A motion to the Panel on Multidistrict Litigation to centralize a trademark dispute that’s spread over a number of districts.
That’s what plaintiffs Moroccanoil, Inc., and Moroccanoil Israel, Ltd., requested of their six cases — with five situated in the Central District of California and one in the District of New Jersey.
The Panel suggested that the parties cooperate, but declined plaintiffs’ motion to centralize the cases. There just wasn’t enough in common between the cases to justify plaintiffs’ request.

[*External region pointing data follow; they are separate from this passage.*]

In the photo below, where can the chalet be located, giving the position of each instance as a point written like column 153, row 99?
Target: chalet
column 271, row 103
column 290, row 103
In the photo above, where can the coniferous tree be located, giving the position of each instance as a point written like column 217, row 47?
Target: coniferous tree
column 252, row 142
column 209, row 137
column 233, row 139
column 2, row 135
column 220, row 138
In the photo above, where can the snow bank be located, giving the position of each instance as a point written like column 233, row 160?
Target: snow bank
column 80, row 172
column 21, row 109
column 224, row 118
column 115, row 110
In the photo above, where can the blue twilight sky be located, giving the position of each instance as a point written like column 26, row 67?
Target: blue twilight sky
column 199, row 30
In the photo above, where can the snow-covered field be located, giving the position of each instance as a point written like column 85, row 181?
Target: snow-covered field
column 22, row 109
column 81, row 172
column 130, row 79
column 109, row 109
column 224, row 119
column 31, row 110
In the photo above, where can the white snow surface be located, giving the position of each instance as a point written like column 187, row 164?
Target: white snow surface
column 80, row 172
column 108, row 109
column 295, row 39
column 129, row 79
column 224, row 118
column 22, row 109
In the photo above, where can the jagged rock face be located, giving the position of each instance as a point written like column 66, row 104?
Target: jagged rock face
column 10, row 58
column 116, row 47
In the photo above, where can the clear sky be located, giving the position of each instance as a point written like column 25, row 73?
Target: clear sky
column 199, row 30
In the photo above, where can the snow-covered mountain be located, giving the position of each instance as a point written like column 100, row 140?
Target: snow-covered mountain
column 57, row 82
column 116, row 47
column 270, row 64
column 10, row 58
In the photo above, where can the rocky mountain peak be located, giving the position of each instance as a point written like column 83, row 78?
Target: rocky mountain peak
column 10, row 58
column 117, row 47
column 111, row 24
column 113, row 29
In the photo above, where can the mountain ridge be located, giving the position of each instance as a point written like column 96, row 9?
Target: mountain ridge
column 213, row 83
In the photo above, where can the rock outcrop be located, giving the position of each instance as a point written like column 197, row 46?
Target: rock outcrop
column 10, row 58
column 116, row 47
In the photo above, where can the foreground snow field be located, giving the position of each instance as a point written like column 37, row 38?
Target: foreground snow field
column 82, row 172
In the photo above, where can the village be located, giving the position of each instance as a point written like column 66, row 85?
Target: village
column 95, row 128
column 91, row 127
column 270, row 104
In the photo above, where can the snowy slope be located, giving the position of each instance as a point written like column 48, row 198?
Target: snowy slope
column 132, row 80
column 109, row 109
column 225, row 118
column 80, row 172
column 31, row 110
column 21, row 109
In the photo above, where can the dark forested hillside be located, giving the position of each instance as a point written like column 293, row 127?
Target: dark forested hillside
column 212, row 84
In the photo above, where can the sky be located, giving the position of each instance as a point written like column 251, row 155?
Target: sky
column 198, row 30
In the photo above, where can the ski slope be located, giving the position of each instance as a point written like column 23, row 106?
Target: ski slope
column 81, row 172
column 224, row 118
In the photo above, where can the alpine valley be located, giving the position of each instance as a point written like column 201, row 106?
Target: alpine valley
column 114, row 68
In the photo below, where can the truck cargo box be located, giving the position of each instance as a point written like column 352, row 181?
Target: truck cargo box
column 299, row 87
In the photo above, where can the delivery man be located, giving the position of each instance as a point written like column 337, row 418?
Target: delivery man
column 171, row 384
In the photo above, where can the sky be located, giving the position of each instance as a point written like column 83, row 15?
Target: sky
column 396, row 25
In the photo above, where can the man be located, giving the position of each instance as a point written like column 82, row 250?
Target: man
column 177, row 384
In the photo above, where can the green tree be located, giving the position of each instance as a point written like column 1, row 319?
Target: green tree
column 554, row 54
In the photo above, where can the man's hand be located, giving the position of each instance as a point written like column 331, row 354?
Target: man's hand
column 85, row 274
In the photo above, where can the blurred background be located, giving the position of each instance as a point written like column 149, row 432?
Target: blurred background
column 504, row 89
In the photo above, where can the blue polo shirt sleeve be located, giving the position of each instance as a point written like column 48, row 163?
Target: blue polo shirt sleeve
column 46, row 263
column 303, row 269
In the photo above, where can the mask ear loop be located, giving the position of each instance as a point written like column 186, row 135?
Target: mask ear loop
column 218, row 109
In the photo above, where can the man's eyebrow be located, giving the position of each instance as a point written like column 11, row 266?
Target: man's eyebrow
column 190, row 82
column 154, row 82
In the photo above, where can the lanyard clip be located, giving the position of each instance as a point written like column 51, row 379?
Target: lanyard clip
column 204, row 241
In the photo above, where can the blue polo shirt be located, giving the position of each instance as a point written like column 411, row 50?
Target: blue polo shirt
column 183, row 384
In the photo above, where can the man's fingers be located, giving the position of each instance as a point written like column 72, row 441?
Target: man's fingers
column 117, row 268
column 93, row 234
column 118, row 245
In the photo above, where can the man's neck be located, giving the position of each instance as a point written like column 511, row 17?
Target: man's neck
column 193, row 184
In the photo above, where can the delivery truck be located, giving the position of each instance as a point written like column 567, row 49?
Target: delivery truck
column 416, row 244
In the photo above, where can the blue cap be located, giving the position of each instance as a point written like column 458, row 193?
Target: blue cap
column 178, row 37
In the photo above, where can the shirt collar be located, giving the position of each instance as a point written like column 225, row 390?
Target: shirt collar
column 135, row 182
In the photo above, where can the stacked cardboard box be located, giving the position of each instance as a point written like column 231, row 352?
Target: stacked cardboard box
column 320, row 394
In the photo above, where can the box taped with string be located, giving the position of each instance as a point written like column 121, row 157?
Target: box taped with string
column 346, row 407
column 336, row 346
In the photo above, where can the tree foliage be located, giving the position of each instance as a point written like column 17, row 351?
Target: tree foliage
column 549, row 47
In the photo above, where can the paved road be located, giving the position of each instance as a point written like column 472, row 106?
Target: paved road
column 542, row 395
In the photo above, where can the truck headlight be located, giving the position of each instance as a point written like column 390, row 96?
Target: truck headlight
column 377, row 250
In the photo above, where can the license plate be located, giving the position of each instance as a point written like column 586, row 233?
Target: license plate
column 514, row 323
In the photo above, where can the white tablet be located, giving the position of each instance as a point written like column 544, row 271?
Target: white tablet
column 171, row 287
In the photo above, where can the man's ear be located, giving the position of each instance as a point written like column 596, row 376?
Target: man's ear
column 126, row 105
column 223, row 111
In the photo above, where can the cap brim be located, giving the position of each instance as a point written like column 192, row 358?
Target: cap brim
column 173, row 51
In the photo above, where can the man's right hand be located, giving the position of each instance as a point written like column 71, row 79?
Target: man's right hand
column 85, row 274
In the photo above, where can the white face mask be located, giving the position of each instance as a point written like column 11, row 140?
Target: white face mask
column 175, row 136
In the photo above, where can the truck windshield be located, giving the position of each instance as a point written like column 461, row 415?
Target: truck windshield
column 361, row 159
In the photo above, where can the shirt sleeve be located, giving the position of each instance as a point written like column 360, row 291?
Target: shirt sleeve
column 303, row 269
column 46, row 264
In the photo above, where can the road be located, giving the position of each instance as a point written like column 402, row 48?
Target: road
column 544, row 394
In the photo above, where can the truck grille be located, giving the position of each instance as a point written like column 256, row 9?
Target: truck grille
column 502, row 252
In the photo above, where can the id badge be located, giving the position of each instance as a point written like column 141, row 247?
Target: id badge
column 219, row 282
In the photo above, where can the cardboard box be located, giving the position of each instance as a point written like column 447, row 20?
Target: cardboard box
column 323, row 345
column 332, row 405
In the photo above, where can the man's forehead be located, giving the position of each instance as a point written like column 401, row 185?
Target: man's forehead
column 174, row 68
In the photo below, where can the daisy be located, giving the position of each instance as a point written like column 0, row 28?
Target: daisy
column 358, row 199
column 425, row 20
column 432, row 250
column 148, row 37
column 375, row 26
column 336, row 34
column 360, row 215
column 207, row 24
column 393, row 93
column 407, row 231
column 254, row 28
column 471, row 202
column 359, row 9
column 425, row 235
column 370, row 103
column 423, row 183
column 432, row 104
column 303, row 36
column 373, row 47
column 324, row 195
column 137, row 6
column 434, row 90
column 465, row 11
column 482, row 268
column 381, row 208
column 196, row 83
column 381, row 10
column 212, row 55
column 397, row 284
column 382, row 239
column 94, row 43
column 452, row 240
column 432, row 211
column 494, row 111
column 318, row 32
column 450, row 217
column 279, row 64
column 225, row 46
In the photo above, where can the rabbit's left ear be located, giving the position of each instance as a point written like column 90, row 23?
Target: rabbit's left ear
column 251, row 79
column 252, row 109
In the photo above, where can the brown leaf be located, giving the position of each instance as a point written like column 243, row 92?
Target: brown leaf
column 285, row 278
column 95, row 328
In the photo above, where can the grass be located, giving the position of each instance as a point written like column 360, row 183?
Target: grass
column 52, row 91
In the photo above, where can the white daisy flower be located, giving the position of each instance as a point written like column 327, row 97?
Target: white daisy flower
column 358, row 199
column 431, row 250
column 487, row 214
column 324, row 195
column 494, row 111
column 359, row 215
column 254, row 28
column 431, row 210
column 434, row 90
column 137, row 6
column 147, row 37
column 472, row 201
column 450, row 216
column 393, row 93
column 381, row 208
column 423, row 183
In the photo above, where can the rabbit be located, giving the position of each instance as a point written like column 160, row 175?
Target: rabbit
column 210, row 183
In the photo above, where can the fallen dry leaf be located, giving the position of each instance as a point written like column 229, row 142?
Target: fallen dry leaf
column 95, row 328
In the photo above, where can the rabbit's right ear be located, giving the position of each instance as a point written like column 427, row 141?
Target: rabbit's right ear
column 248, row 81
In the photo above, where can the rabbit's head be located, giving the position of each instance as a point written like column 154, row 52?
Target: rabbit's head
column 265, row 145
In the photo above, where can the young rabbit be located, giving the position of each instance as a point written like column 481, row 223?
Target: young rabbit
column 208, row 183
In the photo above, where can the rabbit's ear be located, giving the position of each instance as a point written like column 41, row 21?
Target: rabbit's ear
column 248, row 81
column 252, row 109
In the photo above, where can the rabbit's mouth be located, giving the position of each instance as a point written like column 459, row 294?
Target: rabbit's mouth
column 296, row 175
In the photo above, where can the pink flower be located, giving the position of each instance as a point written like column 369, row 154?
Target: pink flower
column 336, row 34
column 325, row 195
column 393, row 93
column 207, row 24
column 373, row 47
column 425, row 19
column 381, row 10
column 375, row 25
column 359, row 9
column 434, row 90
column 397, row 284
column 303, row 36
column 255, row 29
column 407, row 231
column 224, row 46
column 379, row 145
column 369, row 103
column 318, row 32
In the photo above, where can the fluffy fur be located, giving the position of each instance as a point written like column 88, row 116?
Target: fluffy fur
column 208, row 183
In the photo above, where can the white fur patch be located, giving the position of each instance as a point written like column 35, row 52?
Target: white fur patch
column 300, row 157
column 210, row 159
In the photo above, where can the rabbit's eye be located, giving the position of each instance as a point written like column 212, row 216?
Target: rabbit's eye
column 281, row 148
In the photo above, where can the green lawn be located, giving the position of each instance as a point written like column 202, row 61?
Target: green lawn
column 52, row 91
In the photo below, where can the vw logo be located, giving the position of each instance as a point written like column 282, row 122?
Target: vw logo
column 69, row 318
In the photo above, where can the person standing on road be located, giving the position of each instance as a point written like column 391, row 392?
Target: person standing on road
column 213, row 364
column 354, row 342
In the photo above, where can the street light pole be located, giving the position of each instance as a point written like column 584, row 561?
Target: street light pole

“On the basis of the papers filed and hearing session held, we are not persuaded that centralization would serve the convenience of the parties and witnesses or further the just and efficient conduct of this litigation. These actions do involve similar allegations of infringement of one or more of Moroccanoil’s trademarks, resulting from the sale or supply of purportedly counterfeit Moroccanoil Oil Treatment in 3.4 ounce bottles, which were sold at various retail outlets across the country. Despite the existence of some factual overlap among the present actions, highlighted by the alleged similarity of the counterfeit products and plaintiffs’ theory of a common source of counterfeit products, the proponents of centralization have failed to convince us that any shared factual questions in these actions are sufficiently complex or numerous to justify Section 1407 transfer.”
The case cite is In re Moroccanoil Trademark Litig., __ F.Supp.2d __, 2011 WL 1399464, No. MDL 2224 (U.S. Jud. Pa. Mult. Lit) (April 8, 2011).